Britain is almost at a level of full employment at a time when hospitality’s career profile, though improving, is attracting wildly insufficient numbers of British-born youngsters. Yet the industry is in expansionist mood. Even by 2014, it was reported to have created 330,000 new jobs since 2010 – of which 90,000 (but probably more) will have been filled by migrants. If migrant workers are not allowed into the UK, payroll costs will rocket and businesses will close, either due to a lack of labour or its sky-high cost. Of course, it 

could be argued that the industry should improve its employment image by offering higher wages and better work and living conditions. Certainly, the ready availability of migrant workers, eager to work probably at lower rates of pay, has kept labour costs down; this, in turn, has been a disincentive to employers to improve hospitality wage levels and working conditions. If workers are willing to work for less, only the most enlightened employers will see the need to improve working conditions. One side benefit of fewer migrant workers employed might be that higher wages attract more British-born talent.


“Of all the dangers that Brexit poses to hospitality, the potentially vast reduction in the number of migrant workers will inflict by far the greatest damage”

But, as hospitality is so dependent on migrant workers (with at least 500,000 already employed, and not just in lower skilled jobs) a reduction to the ‘tens of thousands’ envisaged by Brexiteers will have devastating consequences because the industry is on such a roll. If it is to maintain this growth, it needs a regular supply of workers. If Brexit brings the total number of migrants down to minimal levels, hospitality will be unable to survive in its present state. Even though some effort can be made to improve productivity, and thus reduce the need for staff, there is no doubt that the size of the reduction in migrant numbers envisaged by Brexiteers would not only force hospitality businesses to close because of a lack of manpower, particularly outside London, but would push up wage costs for the remaining businesses so much that they would become unprofitable.

Clearly, of all the dangers that Brexit poses to hospitality, the potentially vast reduction in the number of migrant workers will inflict by far the greatest damage.
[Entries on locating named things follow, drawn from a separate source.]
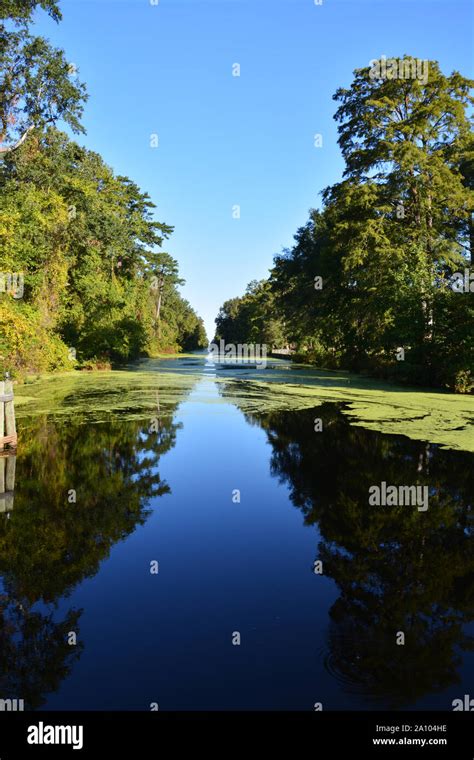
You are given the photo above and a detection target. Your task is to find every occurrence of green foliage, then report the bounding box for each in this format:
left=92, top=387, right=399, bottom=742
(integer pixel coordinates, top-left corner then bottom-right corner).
left=217, top=56, right=474, bottom=392
left=0, top=128, right=207, bottom=374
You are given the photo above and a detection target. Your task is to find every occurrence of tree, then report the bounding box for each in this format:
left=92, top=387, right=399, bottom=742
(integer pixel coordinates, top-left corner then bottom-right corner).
left=0, top=0, right=86, bottom=156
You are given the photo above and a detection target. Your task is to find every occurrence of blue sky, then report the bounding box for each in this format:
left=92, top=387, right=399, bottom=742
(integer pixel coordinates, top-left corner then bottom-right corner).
left=37, top=0, right=473, bottom=338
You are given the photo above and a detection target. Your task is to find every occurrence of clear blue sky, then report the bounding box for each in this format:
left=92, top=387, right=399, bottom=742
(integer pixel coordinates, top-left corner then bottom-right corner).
left=33, top=0, right=473, bottom=338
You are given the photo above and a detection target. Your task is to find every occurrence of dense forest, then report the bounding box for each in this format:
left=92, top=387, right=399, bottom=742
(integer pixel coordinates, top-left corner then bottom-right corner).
left=0, top=0, right=207, bottom=377
left=216, top=56, right=474, bottom=393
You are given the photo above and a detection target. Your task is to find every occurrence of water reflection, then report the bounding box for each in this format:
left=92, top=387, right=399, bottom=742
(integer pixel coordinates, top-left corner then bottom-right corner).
left=0, top=386, right=191, bottom=709
left=246, top=404, right=474, bottom=709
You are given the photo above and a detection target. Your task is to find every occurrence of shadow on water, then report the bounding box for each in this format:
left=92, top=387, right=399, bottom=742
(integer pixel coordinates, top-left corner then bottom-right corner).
left=241, top=404, right=474, bottom=709
left=0, top=360, right=474, bottom=709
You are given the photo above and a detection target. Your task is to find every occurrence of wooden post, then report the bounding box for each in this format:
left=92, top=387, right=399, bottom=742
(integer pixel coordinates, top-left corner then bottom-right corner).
left=5, top=380, right=16, bottom=446
left=5, top=454, right=16, bottom=491
left=0, top=380, right=5, bottom=451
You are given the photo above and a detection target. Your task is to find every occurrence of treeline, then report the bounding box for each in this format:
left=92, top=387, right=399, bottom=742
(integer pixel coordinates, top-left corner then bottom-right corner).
left=0, top=0, right=207, bottom=376
left=216, top=56, right=474, bottom=392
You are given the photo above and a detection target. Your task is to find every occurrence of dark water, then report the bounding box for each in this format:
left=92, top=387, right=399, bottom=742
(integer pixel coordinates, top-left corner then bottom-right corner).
left=0, top=372, right=474, bottom=710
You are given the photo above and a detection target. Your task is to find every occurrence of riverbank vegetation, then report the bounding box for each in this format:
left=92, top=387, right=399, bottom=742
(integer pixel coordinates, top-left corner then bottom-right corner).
left=0, top=0, right=207, bottom=377
left=216, top=56, right=474, bottom=392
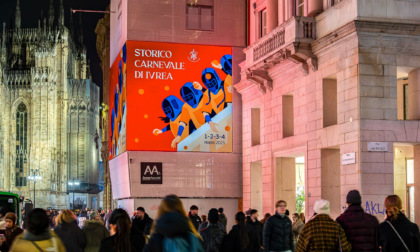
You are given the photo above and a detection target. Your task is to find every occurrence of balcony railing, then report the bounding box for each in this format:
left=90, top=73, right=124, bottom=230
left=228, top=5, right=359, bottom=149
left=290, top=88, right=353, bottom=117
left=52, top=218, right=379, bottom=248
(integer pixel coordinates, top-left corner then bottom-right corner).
left=244, top=17, right=316, bottom=68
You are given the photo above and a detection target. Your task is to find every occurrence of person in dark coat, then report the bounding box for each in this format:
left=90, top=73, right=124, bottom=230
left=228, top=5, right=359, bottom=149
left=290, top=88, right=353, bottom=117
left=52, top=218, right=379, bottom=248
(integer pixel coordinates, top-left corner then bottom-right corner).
left=246, top=209, right=263, bottom=248
left=376, top=195, right=420, bottom=252
left=222, top=212, right=260, bottom=252
left=200, top=208, right=226, bottom=252
left=0, top=213, right=23, bottom=252
left=54, top=210, right=86, bottom=252
left=82, top=211, right=109, bottom=252
left=336, top=190, right=379, bottom=251
left=131, top=207, right=153, bottom=235
left=99, top=208, right=146, bottom=252
left=263, top=200, right=294, bottom=252
left=143, top=195, right=204, bottom=252
left=188, top=205, right=201, bottom=231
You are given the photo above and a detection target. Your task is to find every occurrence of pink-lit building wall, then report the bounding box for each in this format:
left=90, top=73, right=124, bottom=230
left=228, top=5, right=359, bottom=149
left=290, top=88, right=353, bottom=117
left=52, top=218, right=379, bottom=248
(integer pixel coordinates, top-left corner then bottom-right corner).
left=240, top=0, right=420, bottom=223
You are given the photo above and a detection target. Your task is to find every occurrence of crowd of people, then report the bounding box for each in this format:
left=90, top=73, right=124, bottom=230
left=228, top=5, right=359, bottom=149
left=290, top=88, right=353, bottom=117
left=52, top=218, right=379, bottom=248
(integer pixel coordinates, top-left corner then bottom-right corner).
left=0, top=190, right=420, bottom=252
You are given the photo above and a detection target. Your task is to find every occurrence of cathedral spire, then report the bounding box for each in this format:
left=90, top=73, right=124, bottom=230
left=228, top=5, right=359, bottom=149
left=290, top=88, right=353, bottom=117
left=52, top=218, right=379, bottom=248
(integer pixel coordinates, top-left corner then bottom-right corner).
left=15, top=0, right=20, bottom=29
left=58, top=0, right=64, bottom=27
left=48, top=0, right=54, bottom=28
left=79, top=12, right=83, bottom=47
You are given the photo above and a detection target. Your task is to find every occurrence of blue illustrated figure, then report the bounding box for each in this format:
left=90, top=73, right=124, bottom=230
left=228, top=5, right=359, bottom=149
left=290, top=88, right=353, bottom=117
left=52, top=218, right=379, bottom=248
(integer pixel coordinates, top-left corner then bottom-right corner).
left=153, top=95, right=188, bottom=148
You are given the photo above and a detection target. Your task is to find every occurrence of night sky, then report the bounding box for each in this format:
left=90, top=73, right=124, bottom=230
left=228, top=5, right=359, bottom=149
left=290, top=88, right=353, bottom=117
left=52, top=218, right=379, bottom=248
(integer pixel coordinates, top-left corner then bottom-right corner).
left=0, top=0, right=110, bottom=98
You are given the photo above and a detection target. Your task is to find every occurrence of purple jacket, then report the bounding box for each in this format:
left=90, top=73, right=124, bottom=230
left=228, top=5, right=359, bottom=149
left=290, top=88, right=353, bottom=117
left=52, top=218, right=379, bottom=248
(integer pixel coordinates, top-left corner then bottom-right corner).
left=336, top=205, right=379, bottom=251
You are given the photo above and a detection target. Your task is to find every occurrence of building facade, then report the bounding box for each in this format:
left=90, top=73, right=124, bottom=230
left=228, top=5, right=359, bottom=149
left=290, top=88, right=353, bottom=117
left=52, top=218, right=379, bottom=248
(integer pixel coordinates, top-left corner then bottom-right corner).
left=0, top=0, right=99, bottom=209
left=235, top=0, right=420, bottom=223
left=108, top=0, right=246, bottom=229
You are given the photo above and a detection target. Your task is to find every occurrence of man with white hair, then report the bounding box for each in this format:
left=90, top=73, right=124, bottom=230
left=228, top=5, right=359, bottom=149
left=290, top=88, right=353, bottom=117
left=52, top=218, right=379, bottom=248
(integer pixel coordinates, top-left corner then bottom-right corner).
left=296, top=199, right=351, bottom=252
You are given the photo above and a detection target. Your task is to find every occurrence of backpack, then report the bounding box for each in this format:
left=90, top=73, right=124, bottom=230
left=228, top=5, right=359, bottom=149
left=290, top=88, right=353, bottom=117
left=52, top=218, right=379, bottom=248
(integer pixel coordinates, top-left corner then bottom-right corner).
left=162, top=232, right=204, bottom=252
As a points-based system has been ruled out after preliminary discussions, a system of work permits will be essential if the hospitality industry is not to be severely damaged. It is true that work permits for skilled workers (for example, chefs) outside the EU already exist but the minimum salary level is too high. One practical alternative would be a much broader-based scheme that could be introduced on an industry or sector-wide basis that accepts all workers at whatever level, but to a pre-determined upper annual industry limit. All workers would be recruited by employers for a specific job but only for a maximum period of, say, two years; and employers would also need to accept responsibility for the worker in the UK and for his or her return when the visa expires. Such a scheme could be applied to hospitality, the NHS, agriculture or any other needy sector and would help in order to provide a guaranteed base load of workers for expanding key sectors of the economy.

Undoubtedly, the employment of migrant workers has enabled the hospitality and foodservice sector to become one of the UK’s largest industries. If quitting the EU poses such a danger to this success, we need to set out our case before the terms of Brexit are negotiated.